Álvaro Ruvira

Personal information
- Full name: Álvaro Ruvira Yáñez
- Date of birth: 23 March 2000 (age 25)
- Place of birth: Pinoso, Spain
- Height: 1.85 m (6 ft 1 in)
- Position(s): Goalkeeper

Youth career
- 2007–2010: Pinoso
- 2010–2018: Hércules
- 2018–2019: Getafe

Senior career*
- Years: Team / Apps / (Gls)
- 2017–2018: Hércules B / 4 / (0)
- 2019–2021: Fuenlabrada B / 28 / (0)
- 2020: Fuenlabrada / 1 / (0)

= Álvaro Ruvira =

Spanish footballer

Álvaro Ruvira Yáñez (born 23 March 2000) is a Spanish footballer who plays as a goalkeeper.

==Club career==
Born in Pinoso, Valencian Community, Ruvira joined Hércules CF's youth setup in 2010, aged ten, from hometown side Pinoso CF.

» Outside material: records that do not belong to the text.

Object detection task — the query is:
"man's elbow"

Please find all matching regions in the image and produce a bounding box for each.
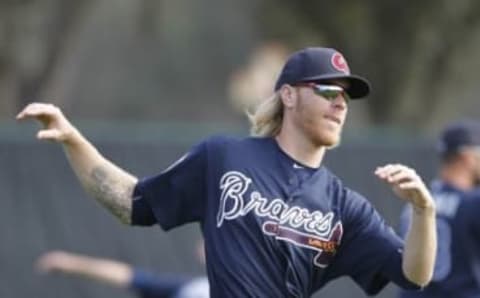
[403,266,433,288]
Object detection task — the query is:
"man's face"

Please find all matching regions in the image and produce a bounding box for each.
[471,146,480,186]
[293,82,348,147]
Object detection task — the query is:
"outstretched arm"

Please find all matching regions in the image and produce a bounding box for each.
[17,103,137,224]
[37,251,133,288]
[375,164,437,286]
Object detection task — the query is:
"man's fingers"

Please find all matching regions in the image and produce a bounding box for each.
[16,103,58,120]
[375,164,408,179]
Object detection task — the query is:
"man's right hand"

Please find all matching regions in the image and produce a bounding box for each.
[16,103,79,144]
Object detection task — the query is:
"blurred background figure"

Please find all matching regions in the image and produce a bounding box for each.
[36,240,209,298]
[228,42,289,112]
[399,121,480,298]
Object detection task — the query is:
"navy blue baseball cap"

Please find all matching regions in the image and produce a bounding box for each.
[437,120,480,154]
[275,48,370,99]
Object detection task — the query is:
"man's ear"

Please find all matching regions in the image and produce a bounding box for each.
[280,84,298,108]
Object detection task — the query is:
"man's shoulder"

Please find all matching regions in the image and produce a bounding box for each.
[203,135,268,148]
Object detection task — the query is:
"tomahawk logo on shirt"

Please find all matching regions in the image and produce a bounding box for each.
[217,171,343,267]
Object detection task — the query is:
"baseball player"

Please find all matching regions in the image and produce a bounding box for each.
[37,251,209,298]
[399,121,480,298]
[17,48,436,298]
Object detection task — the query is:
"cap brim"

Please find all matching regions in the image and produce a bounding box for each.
[302,74,371,99]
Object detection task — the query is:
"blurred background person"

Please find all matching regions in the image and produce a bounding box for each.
[399,120,480,298]
[36,241,209,298]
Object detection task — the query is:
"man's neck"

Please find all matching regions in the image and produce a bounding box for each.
[275,129,325,168]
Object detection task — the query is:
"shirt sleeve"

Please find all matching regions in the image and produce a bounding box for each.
[339,191,419,295]
[131,142,207,230]
[130,269,190,298]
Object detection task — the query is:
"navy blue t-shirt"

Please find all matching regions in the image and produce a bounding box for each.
[132,137,415,298]
[399,180,480,298]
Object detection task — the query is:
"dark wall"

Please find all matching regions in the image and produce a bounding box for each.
[0,135,434,298]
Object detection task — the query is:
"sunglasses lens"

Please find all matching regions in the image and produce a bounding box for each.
[313,85,350,102]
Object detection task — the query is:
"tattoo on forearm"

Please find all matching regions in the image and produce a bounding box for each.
[89,166,134,223]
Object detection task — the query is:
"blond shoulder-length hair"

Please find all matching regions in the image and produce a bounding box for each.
[247,92,283,137]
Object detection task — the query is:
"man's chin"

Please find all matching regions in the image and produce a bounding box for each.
[316,136,340,149]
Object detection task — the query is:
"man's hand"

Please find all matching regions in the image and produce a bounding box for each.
[16,103,78,143]
[375,164,435,210]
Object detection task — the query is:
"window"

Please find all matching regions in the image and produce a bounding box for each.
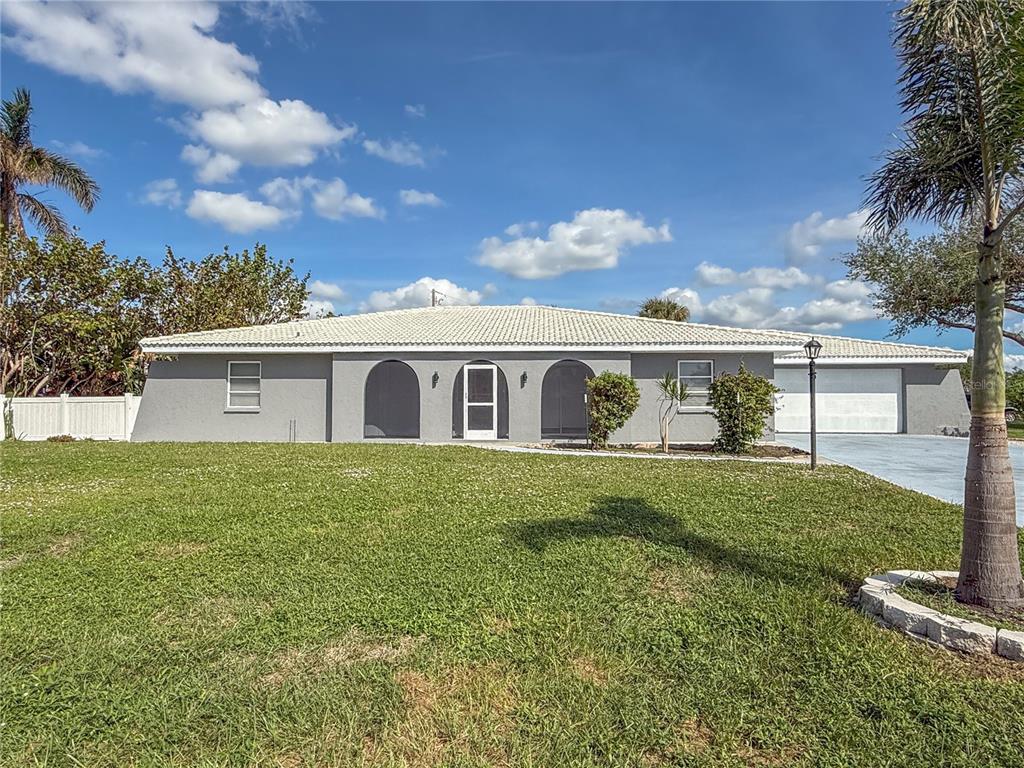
[677,360,715,406]
[227,360,261,411]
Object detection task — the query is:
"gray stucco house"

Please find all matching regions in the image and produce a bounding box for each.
[132,306,969,442]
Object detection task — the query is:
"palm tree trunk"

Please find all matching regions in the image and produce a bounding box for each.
[956,242,1024,607]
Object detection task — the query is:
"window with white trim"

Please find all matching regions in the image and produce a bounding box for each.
[227,360,262,411]
[676,360,715,408]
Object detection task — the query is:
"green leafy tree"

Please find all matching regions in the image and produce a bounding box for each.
[153,243,309,334]
[0,230,157,396]
[708,364,780,454]
[867,0,1024,607]
[637,298,690,323]
[0,88,99,236]
[657,371,686,454]
[844,217,1024,345]
[587,371,640,449]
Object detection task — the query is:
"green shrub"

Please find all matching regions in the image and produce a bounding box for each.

Ruvira made his senior debut with the reserves on 9 September 2017, starting in a 3–2 Regional Preferente home win against Benferri CF. The following July, after four appearances, he signed for Getafe CF and returned to the youth setup.

Ahead of the 2019–20 season, Ruvira moved to CF Fuenlabrada and was assigned to the B-side in the regional leagues. He made his first-team debut on 8 August 2020, starting in a 1–2 away loss at Deportivo de La Coruña in the Segunda División, as several first-team players were out due to a COVID-19 outbreak in the squad.